Bloody Sunday was a British atrocity, and the biggest single killing by state forces in the course of the conflict in Northern Ireland.
The murder of 14 civil rights protesters was part of a wholesale repression of Catholics by the Northern Irish government and the British state.
British troops were sent into Northern Ireland in August 1969 because the armed sectarian police force could no longer contain an effective insurrection in Derry, the second largest city in Northern Ireland.
People were fighting back against a system where access to jobs, housing and effective votes depended on whether you were Catholic or Protestant.
The Labour government had to act to prop up a Unionist government that ran Northern Ireland as a sectarian, one party state.
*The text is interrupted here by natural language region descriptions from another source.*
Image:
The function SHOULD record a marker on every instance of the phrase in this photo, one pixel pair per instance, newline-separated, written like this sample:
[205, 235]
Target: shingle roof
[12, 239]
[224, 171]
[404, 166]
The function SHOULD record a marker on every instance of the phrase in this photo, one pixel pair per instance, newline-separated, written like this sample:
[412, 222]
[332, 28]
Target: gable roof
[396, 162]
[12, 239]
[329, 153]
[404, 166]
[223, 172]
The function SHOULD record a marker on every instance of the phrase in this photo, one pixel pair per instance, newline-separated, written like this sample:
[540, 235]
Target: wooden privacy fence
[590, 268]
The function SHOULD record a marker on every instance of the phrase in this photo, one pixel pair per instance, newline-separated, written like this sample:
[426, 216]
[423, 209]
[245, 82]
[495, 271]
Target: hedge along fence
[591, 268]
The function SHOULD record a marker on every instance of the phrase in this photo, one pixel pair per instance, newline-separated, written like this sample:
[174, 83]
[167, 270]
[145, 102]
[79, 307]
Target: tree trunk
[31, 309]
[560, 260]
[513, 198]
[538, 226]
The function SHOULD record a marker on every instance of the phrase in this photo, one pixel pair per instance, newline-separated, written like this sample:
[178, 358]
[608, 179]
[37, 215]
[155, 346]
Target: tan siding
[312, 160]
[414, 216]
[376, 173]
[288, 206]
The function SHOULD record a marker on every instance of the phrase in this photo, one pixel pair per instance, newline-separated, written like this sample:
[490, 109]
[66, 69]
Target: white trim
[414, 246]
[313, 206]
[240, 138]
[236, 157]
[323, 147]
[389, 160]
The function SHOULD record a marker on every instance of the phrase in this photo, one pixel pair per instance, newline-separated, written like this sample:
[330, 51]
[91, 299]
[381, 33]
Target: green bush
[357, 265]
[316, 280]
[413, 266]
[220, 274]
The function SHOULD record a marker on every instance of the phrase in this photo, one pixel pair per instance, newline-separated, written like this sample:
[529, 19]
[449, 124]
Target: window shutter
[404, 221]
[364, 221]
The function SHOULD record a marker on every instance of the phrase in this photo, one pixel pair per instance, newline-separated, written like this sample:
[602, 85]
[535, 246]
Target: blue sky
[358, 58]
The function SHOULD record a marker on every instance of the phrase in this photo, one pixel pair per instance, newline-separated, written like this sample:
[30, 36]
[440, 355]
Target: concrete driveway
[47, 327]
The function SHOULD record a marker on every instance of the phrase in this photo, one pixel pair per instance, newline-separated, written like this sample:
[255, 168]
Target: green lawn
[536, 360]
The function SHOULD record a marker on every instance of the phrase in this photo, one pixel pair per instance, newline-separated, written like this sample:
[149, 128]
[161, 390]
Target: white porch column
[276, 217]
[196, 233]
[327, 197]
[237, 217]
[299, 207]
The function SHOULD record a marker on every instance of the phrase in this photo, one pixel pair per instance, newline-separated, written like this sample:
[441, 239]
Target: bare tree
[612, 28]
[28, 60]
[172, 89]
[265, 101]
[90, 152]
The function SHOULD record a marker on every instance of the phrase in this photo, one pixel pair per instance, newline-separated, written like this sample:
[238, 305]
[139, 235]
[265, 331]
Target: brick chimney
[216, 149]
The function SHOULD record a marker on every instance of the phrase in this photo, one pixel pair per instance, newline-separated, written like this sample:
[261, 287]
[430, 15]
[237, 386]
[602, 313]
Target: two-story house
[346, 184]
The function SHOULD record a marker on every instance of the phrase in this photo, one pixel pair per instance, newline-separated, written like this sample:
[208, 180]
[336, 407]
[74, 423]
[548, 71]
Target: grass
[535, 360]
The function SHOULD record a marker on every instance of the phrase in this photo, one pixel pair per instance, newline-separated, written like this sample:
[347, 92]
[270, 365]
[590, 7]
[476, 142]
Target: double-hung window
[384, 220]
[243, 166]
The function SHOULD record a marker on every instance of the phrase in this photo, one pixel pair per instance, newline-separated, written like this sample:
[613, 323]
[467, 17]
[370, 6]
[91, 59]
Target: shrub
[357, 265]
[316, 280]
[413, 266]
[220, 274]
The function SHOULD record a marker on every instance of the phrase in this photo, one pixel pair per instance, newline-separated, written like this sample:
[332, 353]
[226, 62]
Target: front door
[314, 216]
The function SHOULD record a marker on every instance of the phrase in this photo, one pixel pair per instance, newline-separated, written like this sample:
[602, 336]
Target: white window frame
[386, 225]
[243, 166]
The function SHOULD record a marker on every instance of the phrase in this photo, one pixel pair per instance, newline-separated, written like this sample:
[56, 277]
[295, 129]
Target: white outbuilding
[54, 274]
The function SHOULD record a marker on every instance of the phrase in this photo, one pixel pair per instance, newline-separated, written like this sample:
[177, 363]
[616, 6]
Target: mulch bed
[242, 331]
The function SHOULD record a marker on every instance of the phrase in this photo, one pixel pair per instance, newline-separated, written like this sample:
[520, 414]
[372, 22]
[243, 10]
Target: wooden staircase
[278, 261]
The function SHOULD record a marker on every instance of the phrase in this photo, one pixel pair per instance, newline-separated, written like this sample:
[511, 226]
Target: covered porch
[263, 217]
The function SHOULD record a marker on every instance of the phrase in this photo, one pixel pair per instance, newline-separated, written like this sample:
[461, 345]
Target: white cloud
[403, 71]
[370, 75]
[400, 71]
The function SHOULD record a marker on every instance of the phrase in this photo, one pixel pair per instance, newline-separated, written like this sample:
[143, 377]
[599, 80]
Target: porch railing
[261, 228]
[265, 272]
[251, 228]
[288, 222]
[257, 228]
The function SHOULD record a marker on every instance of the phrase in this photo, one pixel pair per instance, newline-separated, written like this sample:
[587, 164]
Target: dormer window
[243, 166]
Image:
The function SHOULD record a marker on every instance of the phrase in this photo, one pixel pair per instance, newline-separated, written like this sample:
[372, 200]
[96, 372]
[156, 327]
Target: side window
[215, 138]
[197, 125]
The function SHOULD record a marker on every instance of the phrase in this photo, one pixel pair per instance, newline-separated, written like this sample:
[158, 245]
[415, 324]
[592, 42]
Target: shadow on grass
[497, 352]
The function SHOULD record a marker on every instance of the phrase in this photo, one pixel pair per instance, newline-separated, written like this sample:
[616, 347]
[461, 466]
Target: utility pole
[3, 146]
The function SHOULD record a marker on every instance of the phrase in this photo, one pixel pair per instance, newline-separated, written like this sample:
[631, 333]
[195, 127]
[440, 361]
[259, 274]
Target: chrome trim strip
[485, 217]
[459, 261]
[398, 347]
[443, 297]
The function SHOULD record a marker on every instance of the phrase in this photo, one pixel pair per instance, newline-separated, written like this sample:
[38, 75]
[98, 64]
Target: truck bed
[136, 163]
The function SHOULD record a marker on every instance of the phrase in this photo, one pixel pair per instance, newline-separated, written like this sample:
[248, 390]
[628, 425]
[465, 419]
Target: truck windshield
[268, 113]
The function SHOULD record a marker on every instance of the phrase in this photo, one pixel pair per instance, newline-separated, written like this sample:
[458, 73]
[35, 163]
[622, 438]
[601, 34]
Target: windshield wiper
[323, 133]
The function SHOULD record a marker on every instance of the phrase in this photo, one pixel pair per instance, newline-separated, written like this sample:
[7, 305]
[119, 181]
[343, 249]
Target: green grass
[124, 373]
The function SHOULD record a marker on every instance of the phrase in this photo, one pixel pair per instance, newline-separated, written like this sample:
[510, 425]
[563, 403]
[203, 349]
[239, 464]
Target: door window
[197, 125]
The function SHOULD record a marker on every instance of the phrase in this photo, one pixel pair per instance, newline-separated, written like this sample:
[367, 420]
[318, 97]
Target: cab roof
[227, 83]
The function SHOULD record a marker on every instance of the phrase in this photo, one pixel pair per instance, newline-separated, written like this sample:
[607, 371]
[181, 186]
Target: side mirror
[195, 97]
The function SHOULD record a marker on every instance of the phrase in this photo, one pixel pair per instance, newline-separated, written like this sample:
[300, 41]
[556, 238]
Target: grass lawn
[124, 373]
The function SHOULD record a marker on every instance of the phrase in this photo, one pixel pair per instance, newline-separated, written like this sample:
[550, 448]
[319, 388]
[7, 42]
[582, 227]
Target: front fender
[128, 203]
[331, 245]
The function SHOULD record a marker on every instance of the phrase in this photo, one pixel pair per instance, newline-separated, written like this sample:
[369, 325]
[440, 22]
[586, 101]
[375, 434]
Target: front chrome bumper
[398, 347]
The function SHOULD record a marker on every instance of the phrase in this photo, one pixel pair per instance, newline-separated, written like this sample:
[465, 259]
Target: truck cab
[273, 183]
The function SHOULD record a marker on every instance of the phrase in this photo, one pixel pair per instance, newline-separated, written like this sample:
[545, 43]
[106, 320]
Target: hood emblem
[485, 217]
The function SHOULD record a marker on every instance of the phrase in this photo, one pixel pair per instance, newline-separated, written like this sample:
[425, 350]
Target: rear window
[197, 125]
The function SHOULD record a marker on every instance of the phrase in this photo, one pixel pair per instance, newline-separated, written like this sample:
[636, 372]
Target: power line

At that time the IRA scarcely existed. But the brutality of the British army turned that around.
In July 1970 the British imposed a curfew on the Lower Falls Catholic area of Belfast. It wasn’t until February 1971 that the IRA killed its first British soldier.
On 9 August 1971 the army swooped into Catholic areas at dawn, dragging off 346 men to be interned – detained without trial, often for years.
Few were IRA activists. No Loyalists were taken. Nine civilians were shot dead as rioting spread in response.
Then came Bloody Sunday. A march was organised in opposition to internment – and was deemed illegal.
It was scheduled to begin in the Creggan area of Derry and to weave through the Bogside before proceeding to Guildhall Square in the city centre.
It never got that far. The paratroops went into the Bogside and opened fire.